On 11/02/2012 02:25 PM, Simon Glass wrote:
Hi Stephen,
On Fri, Nov 2, 2012 at 1:22 PM, Stephen Warren swarren@wwwdotorg.org wrote:
On 04/26/2012 11:29 PM, Mike Frysinger wrote:
On Thursday 26 April 2012 06:34:43 Thierry Reding wrote:
For reference, see sd_change_freq() in drivers/mmc/mmc.c.
This is a follow-up to:
http://lists.denx.de/pipermail/u-boot/2012-April/123080.html
which was referenced from:
http://lists.denx.de/pipermail/u-boot/2012-September/133641.html
yes, that shows what we're talking about. int sd_change_freq(struct mmc *mmc) { ... stack vars ... int err; ALLOC_CACHE_ALIGN_BUFFER(uint, scr, 2); struct mmc_data data; int timeout; ... stack vars ... ... data.dest = (char *)scr; data.blocksize = 8; data.blocks = 1; data.flags = MMC_DATA_READ; err = mmc_send_cmd(mmc, &cmd, &data); ...
static int mmc_send_cmd(struct mmc *mmc, struct mmc_cmd *cmd, struct mmc_data *data) { ... if (data->flags & MMC_DATA_READ) { if ((uintptr_t)data->dest & (ARCH_DMA_MINALIGN - 1)) printf("Warning: unaligned read from %p " "may fail\n", data->dest); invalidate_dcache_range((ulong)data->dest, (ulong)data->dest + data->blocks * data->blocksize); } ...
so what invalidate_dcache_range() will invalidate is from &scr and 8 bytes after that. the higher layers make sure &scr is aligned properly, but not that it spans a full cache line. so if the stack layout is: [random stuff] 0x100 [scr[0]] 0x104 [scr[1]] 0x108 [err] 0x10a [timeout] [more stuff]

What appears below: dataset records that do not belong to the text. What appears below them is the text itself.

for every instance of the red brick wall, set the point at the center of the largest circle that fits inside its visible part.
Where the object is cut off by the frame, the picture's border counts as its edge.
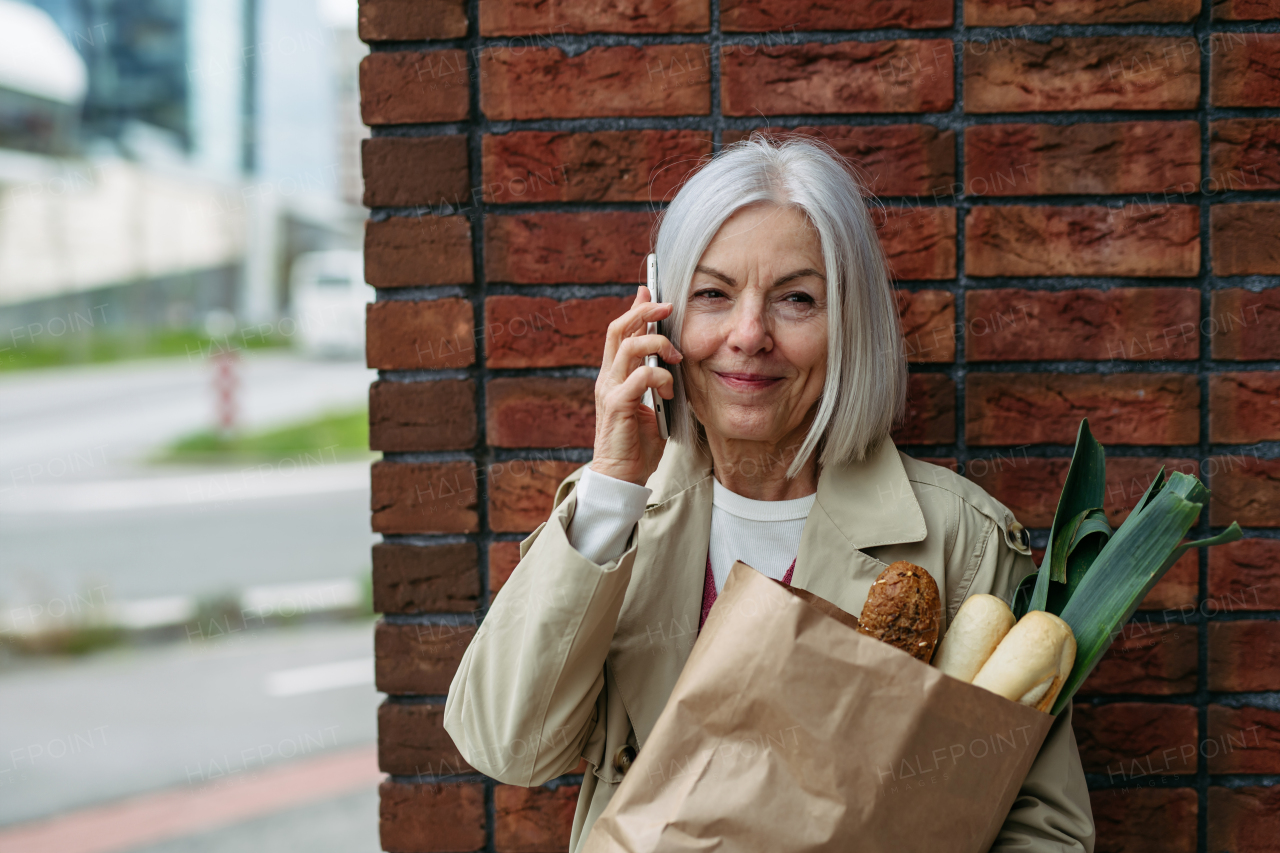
(1083, 218)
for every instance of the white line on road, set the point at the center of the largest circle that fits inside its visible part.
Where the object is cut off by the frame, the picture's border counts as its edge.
(250, 483)
(325, 676)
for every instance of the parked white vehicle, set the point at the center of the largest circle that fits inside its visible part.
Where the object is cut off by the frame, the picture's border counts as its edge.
(329, 293)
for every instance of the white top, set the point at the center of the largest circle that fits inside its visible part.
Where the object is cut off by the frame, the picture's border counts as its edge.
(764, 534)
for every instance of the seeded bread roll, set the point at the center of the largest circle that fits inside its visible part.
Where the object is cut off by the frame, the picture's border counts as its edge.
(903, 609)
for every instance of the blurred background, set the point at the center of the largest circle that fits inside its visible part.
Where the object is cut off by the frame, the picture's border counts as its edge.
(186, 657)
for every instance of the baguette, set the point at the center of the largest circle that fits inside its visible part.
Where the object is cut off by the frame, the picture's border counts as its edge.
(1031, 664)
(982, 623)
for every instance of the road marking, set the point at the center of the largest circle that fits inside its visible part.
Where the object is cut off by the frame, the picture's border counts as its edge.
(325, 676)
(168, 815)
(286, 478)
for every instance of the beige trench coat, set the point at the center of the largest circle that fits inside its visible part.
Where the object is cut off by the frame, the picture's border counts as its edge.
(576, 660)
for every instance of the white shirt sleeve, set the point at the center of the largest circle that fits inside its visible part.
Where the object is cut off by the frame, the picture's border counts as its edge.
(607, 510)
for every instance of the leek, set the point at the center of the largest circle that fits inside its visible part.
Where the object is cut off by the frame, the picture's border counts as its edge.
(1093, 576)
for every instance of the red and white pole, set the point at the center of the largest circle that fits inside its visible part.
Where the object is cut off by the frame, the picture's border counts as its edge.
(225, 384)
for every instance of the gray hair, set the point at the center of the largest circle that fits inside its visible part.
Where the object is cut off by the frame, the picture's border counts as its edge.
(864, 393)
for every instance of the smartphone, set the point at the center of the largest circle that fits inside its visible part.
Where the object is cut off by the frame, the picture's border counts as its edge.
(661, 407)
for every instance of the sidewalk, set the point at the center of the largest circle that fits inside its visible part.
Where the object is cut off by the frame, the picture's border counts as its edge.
(169, 815)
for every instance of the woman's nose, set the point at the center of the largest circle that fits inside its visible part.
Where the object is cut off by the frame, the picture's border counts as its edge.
(749, 328)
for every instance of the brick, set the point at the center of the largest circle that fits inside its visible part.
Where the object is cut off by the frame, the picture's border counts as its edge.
(1244, 657)
(1244, 238)
(540, 411)
(905, 76)
(1123, 409)
(1244, 325)
(423, 415)
(928, 325)
(1147, 658)
(888, 159)
(773, 17)
(1244, 820)
(424, 497)
(540, 332)
(419, 658)
(1246, 9)
(1243, 407)
(411, 87)
(544, 82)
(412, 742)
(412, 19)
(931, 410)
(1246, 489)
(1244, 154)
(430, 819)
(426, 579)
(1144, 820)
(420, 334)
(1130, 739)
(503, 559)
(1130, 323)
(533, 820)
(1244, 69)
(606, 165)
(919, 242)
(1001, 13)
(1080, 159)
(1244, 575)
(424, 170)
(1095, 73)
(1031, 486)
(1243, 740)
(522, 491)
(408, 251)
(544, 19)
(1134, 240)
(1178, 589)
(1028, 486)
(567, 247)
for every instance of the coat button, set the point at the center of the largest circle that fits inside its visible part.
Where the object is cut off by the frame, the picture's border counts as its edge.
(624, 757)
(1018, 537)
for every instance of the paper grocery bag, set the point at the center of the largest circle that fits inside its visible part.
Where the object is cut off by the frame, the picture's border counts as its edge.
(789, 730)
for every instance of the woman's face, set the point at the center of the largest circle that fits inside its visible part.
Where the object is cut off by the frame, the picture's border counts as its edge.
(754, 333)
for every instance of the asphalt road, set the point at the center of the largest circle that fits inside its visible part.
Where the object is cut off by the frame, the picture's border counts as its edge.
(82, 515)
(81, 731)
(83, 518)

That's not the stack layout. scr is allocated (as quoted above) using ALLOC_CACHE_ALIGN_BUFFER. Therefore, the storage space allocated for scr is always cache-aligned in address and size, even if the code only uses 8 bytes of it.
this implicitly invalidates [err] and [timeout] and more stuff. by you forcibly rounding up the length, you no longer get a warning, but you still (silently) blew away those variables from cache possibly losing changes that weren't written back to external memory yet.

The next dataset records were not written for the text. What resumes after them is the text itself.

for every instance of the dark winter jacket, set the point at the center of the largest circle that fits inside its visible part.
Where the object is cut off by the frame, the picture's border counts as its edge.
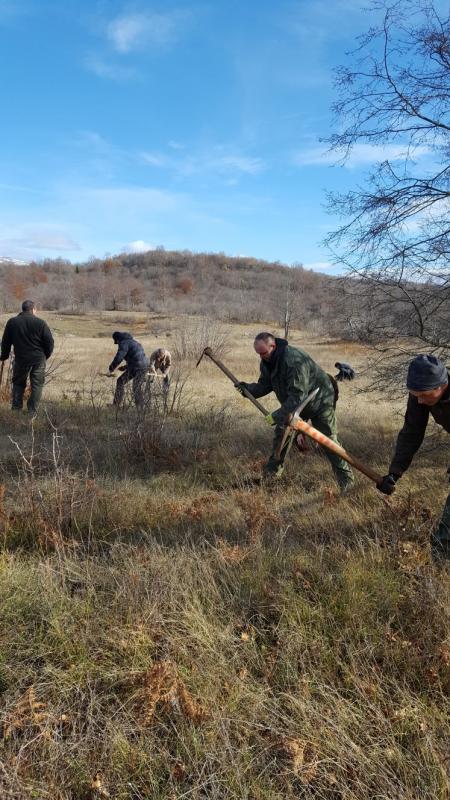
(30, 336)
(345, 370)
(416, 420)
(130, 350)
(292, 375)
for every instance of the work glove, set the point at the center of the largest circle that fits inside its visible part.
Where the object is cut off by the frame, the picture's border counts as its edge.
(387, 484)
(240, 387)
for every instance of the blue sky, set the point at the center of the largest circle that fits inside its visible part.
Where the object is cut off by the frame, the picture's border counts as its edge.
(193, 125)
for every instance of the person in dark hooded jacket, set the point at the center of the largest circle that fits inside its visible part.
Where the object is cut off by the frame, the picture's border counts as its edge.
(292, 374)
(346, 372)
(428, 384)
(132, 352)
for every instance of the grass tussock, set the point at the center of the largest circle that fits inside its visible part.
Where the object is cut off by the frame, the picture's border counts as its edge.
(213, 672)
(170, 628)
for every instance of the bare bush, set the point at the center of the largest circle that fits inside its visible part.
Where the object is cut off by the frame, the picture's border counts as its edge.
(191, 338)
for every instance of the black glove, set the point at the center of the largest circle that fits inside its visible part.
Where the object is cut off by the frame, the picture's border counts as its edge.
(240, 387)
(387, 484)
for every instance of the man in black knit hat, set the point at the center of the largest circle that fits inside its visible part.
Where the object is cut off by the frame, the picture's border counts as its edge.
(429, 393)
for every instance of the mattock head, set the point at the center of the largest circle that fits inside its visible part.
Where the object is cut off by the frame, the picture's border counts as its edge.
(206, 352)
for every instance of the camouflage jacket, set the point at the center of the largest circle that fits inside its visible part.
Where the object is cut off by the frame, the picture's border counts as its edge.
(412, 434)
(292, 375)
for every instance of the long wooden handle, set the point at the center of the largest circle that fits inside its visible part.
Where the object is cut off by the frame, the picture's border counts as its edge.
(306, 428)
(208, 352)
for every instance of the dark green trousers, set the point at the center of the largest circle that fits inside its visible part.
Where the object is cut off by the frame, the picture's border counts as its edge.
(440, 538)
(21, 371)
(325, 422)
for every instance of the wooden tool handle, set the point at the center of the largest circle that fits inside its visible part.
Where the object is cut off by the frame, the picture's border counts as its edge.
(208, 352)
(306, 428)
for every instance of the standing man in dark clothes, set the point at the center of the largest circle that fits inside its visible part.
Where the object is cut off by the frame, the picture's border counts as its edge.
(429, 393)
(293, 375)
(33, 344)
(346, 372)
(136, 370)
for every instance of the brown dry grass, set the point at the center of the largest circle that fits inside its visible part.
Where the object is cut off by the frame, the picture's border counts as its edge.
(168, 630)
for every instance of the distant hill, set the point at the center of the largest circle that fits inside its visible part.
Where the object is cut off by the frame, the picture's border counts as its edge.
(228, 288)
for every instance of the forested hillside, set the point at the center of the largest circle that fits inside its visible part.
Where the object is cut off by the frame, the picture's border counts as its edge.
(233, 289)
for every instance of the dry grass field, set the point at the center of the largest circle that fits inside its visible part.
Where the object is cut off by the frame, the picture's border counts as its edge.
(171, 629)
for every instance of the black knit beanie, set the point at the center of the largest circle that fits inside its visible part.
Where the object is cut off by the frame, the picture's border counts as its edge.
(425, 373)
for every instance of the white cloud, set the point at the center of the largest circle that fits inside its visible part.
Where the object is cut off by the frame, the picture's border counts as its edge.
(27, 239)
(360, 155)
(134, 31)
(139, 246)
(106, 69)
(218, 161)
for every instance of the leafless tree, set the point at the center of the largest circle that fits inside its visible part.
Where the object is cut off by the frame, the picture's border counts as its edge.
(395, 236)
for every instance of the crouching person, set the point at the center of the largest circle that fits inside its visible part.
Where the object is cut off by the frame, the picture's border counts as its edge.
(346, 372)
(429, 393)
(132, 352)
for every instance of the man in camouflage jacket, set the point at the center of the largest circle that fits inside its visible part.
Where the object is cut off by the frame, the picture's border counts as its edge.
(293, 375)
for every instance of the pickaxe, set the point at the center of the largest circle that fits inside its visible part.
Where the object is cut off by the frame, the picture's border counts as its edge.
(297, 424)
(208, 352)
(288, 432)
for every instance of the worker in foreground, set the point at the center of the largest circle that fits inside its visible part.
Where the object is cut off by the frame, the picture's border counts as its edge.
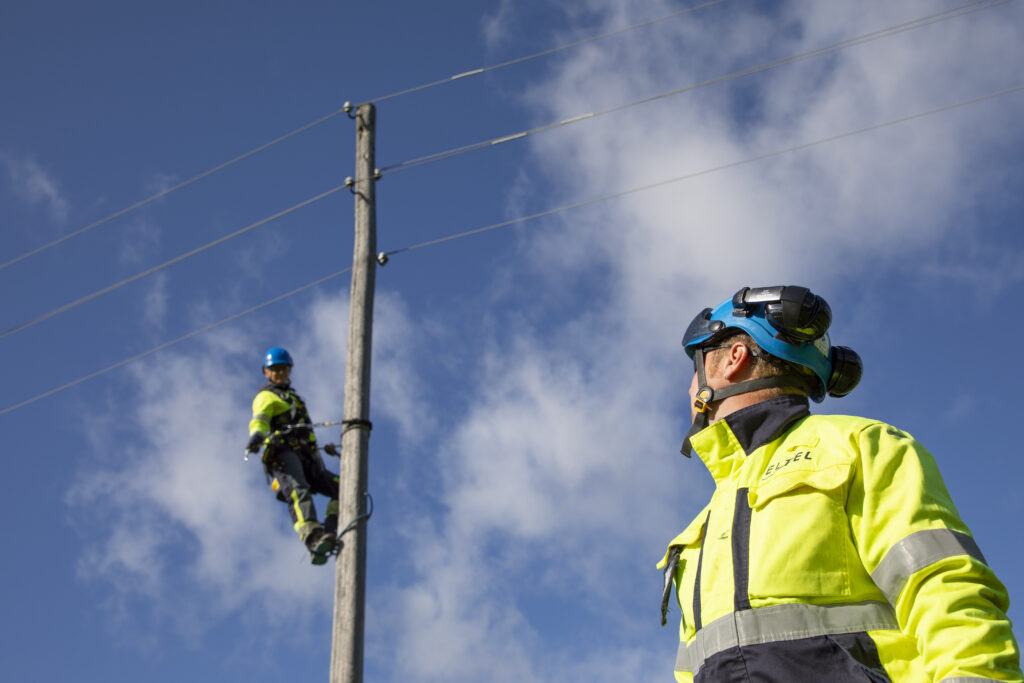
(291, 457)
(830, 550)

So, this problem won't actually occur here.
So, Thierry's proposed solution (which I'll re-quote below) would actually work just fine:
[PATCH 2/2] mmc: tegra: invalidate complete cachelines
The MMC core sometimes reads buffers that are smaller than a complete cacheline, for example when reading the SCR. In order to avoid a warning from the ARM v7 cache handling code, this patch makes sure that complete cachelines are flushed.
Signed-off-by: Thierry Reding <thierry.reding at avionic-design.de> --- drivers/mmc/tegra2_mmc.c | 7 ++++--- 1 file changed, 4 insertions(+), 3 deletions(-)
diff --git a/drivers/mmc/tegra2_mmc.c b/drivers/mmc/tegra2_mmc.c index fb8a57d..3615876 100644 --- a/drivers/mmc/tegra2_mmc.c +++ b/drivers/mmc/tegra2_mmc.c @@ -323,12 +323,13 @@ static int mmc_send_cmd(struct mmc *mmc, struct mmc_cmd *cmd, } writel(mask, &host->reg->norintsts); if (data->flags & MMC_DATA_READ) { + ulong end = (ulong)data->dest + + roundup(data->blocks * data->blocksize, + ARCH_DMA_MINALIGN); if ((uintptr_t)data->dest & (ARCH_DMA_MINALIGN - 1)) printf("Warning: unaligned read from %p " "may fail\n", data->dest); - invalidate_dcache_range((ulong)data->dest, - (ulong)data->dest
data->blocks * data->blocksize); +invalidate_dcache_range((ulong)data->dest, end); } }
--
... so long as we require any struct mmc_data data's .dest field to point at a buffer that was allocated using ALLOC_CACHE_ALIGN_BUFFER.
So, I'd like to propose that we take Thierry's fix, perhaps having validated (or implemented some way of enforcing) that ALLOC_CACHE_ALIGN_BUFFER() was used to allocate the buffer pointer.
That sounds ok to me.
It is important to avoid silent failure if we can. Are you proposing to pass a 'size' parameter along with any buffer pointer, or something else?
I was wondering about creating some kind of macro to initialize the buffer pointer in struct mmc_data, and writing that macro so that the buffer passed to it had to have been allocated using ALLOC_CACHE_ALIGN_BUFFER (e.g. by referencing the hidden variable it creates, or something like that).
Passing in the buffer size would also work, although it seems like it'd be easier to screw that up and hide the silent errors you mentioned?